Can anyone please provide me with some instruction or links to some site that has instructions on how to setup the wireless connection w/ the 2wire Wireless GAteway properly? Or does anyone know what it means that the Wireless light isn't lit up green?

I appreciate the help. Thank you!


----------



## TerryNet

Don't know that router specifically, but generally WLAN LED off means the wireless is disabled or broken. Is there an option to turn the wireless on or off? Or to set it to disabled, g only, b and g, etc.?


----------



## radken

first of all go into internet connections to make sure that the wireless card is in your computer is there.. If not you going to have to reinstall the drivers for it and then reboot...
After reboot your wireless card should see it.. Then all you have to do is enter the the encryption key and should be hooked up wirelessly to the router...

The Wireless LED will only lite up only if there is a wireless computer/card on that network


----------



## TerryNet

"The Wireless LED will only lite up only if there is a wireless computer/card on that network"

Is that a peculiarity of that particular router? Routers I have are happy to shine their WLAN to announce that their wireless radio is on, independent of whether there's anything around that could make use of it.


----------



## JohnWill

My Actiontec MI424WR blinks the light whenever it sends out it's SSID beacon.
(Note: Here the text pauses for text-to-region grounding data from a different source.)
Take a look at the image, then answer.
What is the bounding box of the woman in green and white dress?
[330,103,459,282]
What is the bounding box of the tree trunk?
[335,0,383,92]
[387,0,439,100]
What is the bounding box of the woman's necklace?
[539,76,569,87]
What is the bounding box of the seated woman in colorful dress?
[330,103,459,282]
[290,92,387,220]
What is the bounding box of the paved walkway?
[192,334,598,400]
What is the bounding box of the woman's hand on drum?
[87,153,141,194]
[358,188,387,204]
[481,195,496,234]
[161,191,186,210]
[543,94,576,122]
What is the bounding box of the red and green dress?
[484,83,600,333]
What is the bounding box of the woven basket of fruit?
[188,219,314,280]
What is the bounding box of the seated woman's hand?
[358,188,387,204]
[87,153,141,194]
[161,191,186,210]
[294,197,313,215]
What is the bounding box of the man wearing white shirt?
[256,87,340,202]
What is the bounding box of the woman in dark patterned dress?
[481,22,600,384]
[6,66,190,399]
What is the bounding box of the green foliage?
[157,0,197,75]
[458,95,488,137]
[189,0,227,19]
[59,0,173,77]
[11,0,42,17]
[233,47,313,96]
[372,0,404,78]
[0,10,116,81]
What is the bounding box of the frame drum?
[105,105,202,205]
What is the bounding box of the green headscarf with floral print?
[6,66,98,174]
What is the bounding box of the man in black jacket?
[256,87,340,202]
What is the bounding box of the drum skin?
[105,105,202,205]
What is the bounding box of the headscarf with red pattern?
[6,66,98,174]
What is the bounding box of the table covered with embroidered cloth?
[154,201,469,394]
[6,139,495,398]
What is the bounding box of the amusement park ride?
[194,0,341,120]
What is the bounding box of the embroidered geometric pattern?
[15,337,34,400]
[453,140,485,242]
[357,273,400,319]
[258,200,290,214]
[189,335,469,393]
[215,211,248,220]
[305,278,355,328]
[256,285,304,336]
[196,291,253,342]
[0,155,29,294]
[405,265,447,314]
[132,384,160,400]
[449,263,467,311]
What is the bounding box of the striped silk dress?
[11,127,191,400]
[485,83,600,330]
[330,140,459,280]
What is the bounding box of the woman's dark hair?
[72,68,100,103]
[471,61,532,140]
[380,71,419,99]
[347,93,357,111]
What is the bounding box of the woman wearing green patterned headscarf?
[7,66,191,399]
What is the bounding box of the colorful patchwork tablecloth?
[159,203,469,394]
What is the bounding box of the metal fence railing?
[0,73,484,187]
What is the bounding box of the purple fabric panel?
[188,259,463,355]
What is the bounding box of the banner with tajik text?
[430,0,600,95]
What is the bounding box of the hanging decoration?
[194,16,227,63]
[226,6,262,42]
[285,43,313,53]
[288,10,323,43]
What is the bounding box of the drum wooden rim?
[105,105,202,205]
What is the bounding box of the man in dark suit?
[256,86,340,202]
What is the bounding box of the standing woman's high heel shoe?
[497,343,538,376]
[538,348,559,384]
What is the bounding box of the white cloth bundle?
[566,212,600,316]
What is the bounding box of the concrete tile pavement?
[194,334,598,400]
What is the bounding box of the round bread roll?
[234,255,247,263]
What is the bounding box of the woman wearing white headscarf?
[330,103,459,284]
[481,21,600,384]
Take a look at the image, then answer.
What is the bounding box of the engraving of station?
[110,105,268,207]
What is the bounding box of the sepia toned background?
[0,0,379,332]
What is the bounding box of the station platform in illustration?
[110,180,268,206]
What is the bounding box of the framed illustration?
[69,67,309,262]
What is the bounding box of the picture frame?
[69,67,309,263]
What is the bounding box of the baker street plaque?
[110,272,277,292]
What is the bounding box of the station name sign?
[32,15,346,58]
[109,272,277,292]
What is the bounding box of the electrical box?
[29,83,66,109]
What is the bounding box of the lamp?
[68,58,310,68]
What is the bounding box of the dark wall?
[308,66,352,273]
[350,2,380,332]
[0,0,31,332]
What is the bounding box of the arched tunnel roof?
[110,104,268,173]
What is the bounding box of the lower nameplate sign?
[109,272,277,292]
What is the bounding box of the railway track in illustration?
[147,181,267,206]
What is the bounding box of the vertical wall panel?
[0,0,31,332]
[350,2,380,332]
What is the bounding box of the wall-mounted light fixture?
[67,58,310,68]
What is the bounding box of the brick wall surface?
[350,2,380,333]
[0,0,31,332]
Obviously, the light gets busier when I connect a wireless computer.


----------



## 3sa

TerryNet:

*I have a 2701HG-B 2Wire Wireless Gateway* . Did anyone find out a way to disable the wireless feature on this modem/rtr?

Thanks!
3sa


----------



## JohnWill

*3sa*, please don't post to other threads for your issue, you already have you're own thread running.


----------



## 3sa

No problem.


----------



## penguinv

I had unplugged everything because I wanted to untangle wires.
Things light up but...

1. First I had no pages. 
2. I go to the ATT pages I hae, actually they say SBC who simply bought the ATT name. (ATT is no more. Long live the King.) I keep a bookmark to the System-Summary. These pages are already in your computer. TY ATT. After I got done with the wizard. The system pages said I had no dsl.
3. I tried calling them. Please try back during normal business hours. Now what?
4. Oops, I had plugged the dsl into an ethernet slot. Why did it fit?
Eventually it took a bit of a pliers thing (actually a big wirecutter) to pry it out of there without tweaking anything, especially the connecting wires.

5. So everything looks good and the wireless light is not on.
6. Went to system pages, it checks again I have dsl. YES.
Ran the wizard to make it all kosher.
7. Great. I get the internet. But what of the dsl.
8. I google. I spread result links out in tabs like seaweed on a beach.
9. I come here. I find this thread.
I read, only when another computer is accessing the wireless.
I read. no it always sends out a light signal because it is broadcasting.
10. I decide to test. Turn on the laptop. See the model light for wireless light up.
11. Great. I relax.

12. I appreciate this forum. I register.
I post this. (Kind of like jumping to the 12th step of AA without examining my past. Heh.) (Alternatively it is Seva, service.)


Have a good life.


----------